DETAILED DESCRIPTION
[0032] Below are detailed descriptions of various concepts related
to, and implementations of, techniques, approaches, methods,
apparatuses, and systems for extracting parameters from invoices
using a cloud computing system. The various concepts introduced
above and discussed in greater detail below may be implemented in
any of numerous ways, as the described concepts are not limited to
any particular manner of implementation. Examples of specific
implementations and applications are provided primarily for
illustrative purposes.
[0033] For purposes of reading the description of the various
implementations below, the following descriptions of the sections
of the Specification and their respective contents may be
helpful:
[0034] Section A describes a network environment and computing
environment which may be useful for practicing embodiments
described herein; and
[0035] Section B describes systems and methods for cloud-based
invoice analysis.
A. Computing and Network Environment
[0036] Prior to discussing specific implementations of the various
aspects of this technical solution, it may be helpful to describe
aspects of the operating environment as well as associated system
components (e.g., hardware elements) in connection with the methods
and systems described herein. Referring to FIG. 1A, an embodiment
of a network environment is depicted. In brief overview, the
network environment includes one or more clients 102a-102n (also
generally referred to as local machine(s) 102, client(s) 102,
client node(s) 102, client machine(s) 102, client computer(s) 102,
client device(s) 102, endpoint(s) 102, or endpoint node(s) 102) in
communication with one or more agents 103a-103n and one or more
servers 106a-106n (also generally referred to as server(s) 106,
node 106, or remote machine(s) 106) via one or more networks 104.

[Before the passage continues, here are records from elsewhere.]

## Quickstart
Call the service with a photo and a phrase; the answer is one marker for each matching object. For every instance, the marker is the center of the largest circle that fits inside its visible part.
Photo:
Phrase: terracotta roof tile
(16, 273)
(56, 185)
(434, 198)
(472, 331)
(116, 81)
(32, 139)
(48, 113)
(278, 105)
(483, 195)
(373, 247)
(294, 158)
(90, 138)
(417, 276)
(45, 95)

In some embodiments, a client 102 has the capacity to function as
both a client node seeking access to resources provided by a server
and as a server providing access to hosted resources for other
clients 102a-102n.
[0037] Although FIG. 1A shows a network 104 between the clients 102
and the servers 106, the clients 102 and the servers 106 may be on
the same network 104. In some embodiments, there are multiple
networks 104 between the clients 102 and the servers 106. In one of
these embodiments, a network 104' (not shown) may be a private
network and a network 104 may be a public network. In another of
these embodiments, a network 104 may be a private network and a
network 104' a public network. In still another of these
embodiments, networks 104 and 104' may both be private
networks.
[0038] The network 104 may be connected via wired or wireless
links. Wired links may include Digital Subscriber Line (DSL),
coaxial cable lines, or optical fiber lines. The wireless links may
include BLUETOOTH, Wi-Fi, Worldwide Interoperability for Microwave
Access (WiMAX), an infrared channel or satellite band. The wireless
links may also include any cellular network standards used to
communicate among mobile devices, including standards that qualify
as 1G, 2G, 3G, or 4G. The network standards may qualify as one or
more generation of mobile telecommunication standards by fulfilling
a specification or standards such as the specifications maintained
by International Telecommunication Union. The 3G standards, for
example, may correspond to the International Mobile
Telecommunications-2000 (IMT-2000) specification, and the 4G
standards may correspond to the International Mobile
Telecommunications Advanced (IMT-Advanced) specification. Examples
of cellular network standards include AMPS, GSM, GPRS, UMTS, LTE,
LTE Advanced, Mobile WiMAX, and WiMAX-Advanced. Cellular network
standards may use various channel access methods e.g. FDMA, TDMA,
CDMA, or SDMA. In some embodiments, different types of data may be
transmitted via different links and standards. In other
embodiments, the same types of data may be transmitted via
different links and standards.
[0039] The network 104 may be any type and/or form of network. The
geographical scope of the network 104 may vary widely and the
network 104 can be a body area network (BAN), a personal area
network (PAN), a local-area network (LAN), e.g. Intranet, a
metropolitan area network (MAN), a wide area network (WAN), or the
Internet. The topology of the network 104 may be of any form and
may include, e.g., any of the following: point-to-point, bus, star,
ring, mesh, or tree. The network 104 may be an overlay network
which is virtual and sits on top of one or more layers of other
networks 104'. The network 104 may be of any such network topology
as known to those ordinarily skilled in the art capable of
supporting the operations described herein. The network 104 may
utilize different techniques and layers or stacks of protocols,
including, e.g., the Ethernet protocol, the internet protocol suite
(TCP/IP), the ATM (Asynchronous Transfer Mode) technique, the SONET
(Synchronous Optical Networking) protocol, or the SDH (Synchronous
Digital Hierarchy) protocol. The TCP/IP internet protocol suite may
include application layer, transport layer, internet layer
(including, e.g., IPv6), or the link layer. The network 104 may be
a type of a broadcast network, a telecommunications network, a data
communication network, or a computer network.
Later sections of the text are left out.